It is a simplified version of the mesh optimized with normal map which comments out color and texture optimizations due to GPU RAM(If you want to use the texture section, you need to uncomment this section)
First we use MVSNet-based method(specifically RA-MVSNet) to get normal map of every view. Then the optimizing program uses normal maps, images and corresponding masks as input to get smooth and correct mesh topologies with fine details.
- PyTorch 1.2+
- Python 3.6+
- nvdiffrast
- Kaolin
- GCC(7.5.0+)
- opencv-python
- trimesh
- sklearn
You can test with DTU testing data, BlendedMVS, ETH3D and your own data. Tanks and Temples are temporarily unavailable due to lack of mask and we will solve this problem later.
And the data organization should be as follows
dtu_testing
├── scan1
├── cams
├── images
pair.txt
├── scan2
├── ...
or
your_own_data
├── scan1_name
├── cams
├── images
pair.txt
├── scan2_name
├── ...
We provide the DTU dataset and the script files for your own dataset testing at <scripts/dtu_test.sh> and <scripts/human_test.sh>.

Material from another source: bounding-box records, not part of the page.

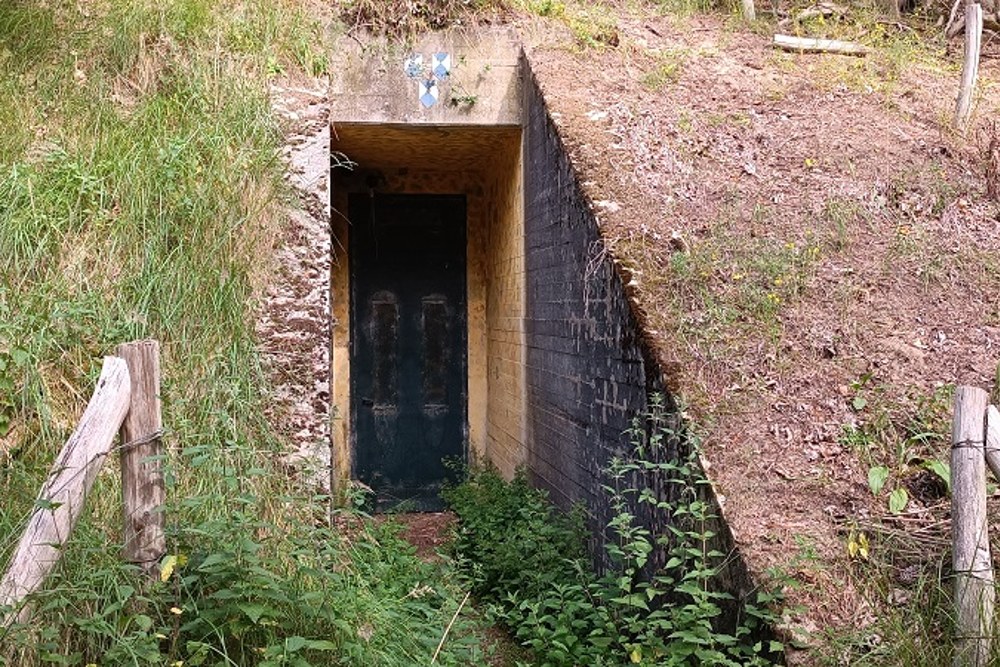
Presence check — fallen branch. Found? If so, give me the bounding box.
[772,35,869,56]
[955,2,983,131]
[944,0,965,39]
[431,591,472,665]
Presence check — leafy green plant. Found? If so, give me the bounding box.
[445,401,782,667]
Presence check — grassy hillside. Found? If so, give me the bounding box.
[0,0,486,666]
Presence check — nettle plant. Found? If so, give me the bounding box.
[446,398,783,667]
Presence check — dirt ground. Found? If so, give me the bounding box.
[522,3,1000,664]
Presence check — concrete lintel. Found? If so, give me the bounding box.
[330,28,521,125]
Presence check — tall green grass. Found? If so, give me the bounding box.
[0,0,478,666]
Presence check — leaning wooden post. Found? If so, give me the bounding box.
[955,2,983,132]
[116,340,167,574]
[0,357,131,627]
[951,387,996,667]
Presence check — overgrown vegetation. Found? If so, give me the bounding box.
[445,405,783,667]
[0,0,481,667]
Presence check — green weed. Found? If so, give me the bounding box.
[445,401,782,667]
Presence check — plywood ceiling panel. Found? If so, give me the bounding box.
[330,123,521,170]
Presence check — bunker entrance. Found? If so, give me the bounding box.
[348,193,468,510]
[331,123,526,511]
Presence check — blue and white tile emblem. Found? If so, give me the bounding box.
[403,52,451,109]
[420,78,441,109]
[403,53,424,79]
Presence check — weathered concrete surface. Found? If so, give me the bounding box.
[330,29,521,125]
[257,79,330,488]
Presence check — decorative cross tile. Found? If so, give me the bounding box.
[403,53,424,79]
[403,51,451,109]
[420,78,440,109]
[431,53,451,79]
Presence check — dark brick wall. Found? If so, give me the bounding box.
[523,63,752,629]
[524,68,676,561]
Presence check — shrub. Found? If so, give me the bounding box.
[445,400,782,667]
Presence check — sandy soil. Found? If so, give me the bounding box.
[523,3,1000,656]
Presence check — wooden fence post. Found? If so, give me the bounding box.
[0,357,131,627]
[116,340,167,575]
[951,387,996,667]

Finally, you will get the result of RA-MVSNet as follows
dtu_result
├── scan1
├── cams
├── images
├── confidences
├── depth_est
├── normal
├── scan2
├── ...
or
human_result
├── scan1
├── cams
├── images
├── confidences
├── depth_est
├── normal
├── scan2
├── ...
The data organization and parameter settings in this part are very messy. We briefly introduce important parameters and data formats here and will simplify them later.
The input data organization should be as follows
lego_test
├── scan65
├── CAM
├── 00000000_cam.txt
├── ...
├── NORMAL
├── 00000000_normal.png
├── ...
├── MASK
├── 00000000.png
├── ...
├── RENDER
├── 00000000.png
├── ...
├── nhr
├── ...
The camera parameter file <CAM/*.txt>, normal map file <NORMAL/*.png> and images file <RENDER/*.png> can be simply copied from RA-MVSNet output file. And the mask file <MASK/*.png> requires additional input to label reconstructed objects.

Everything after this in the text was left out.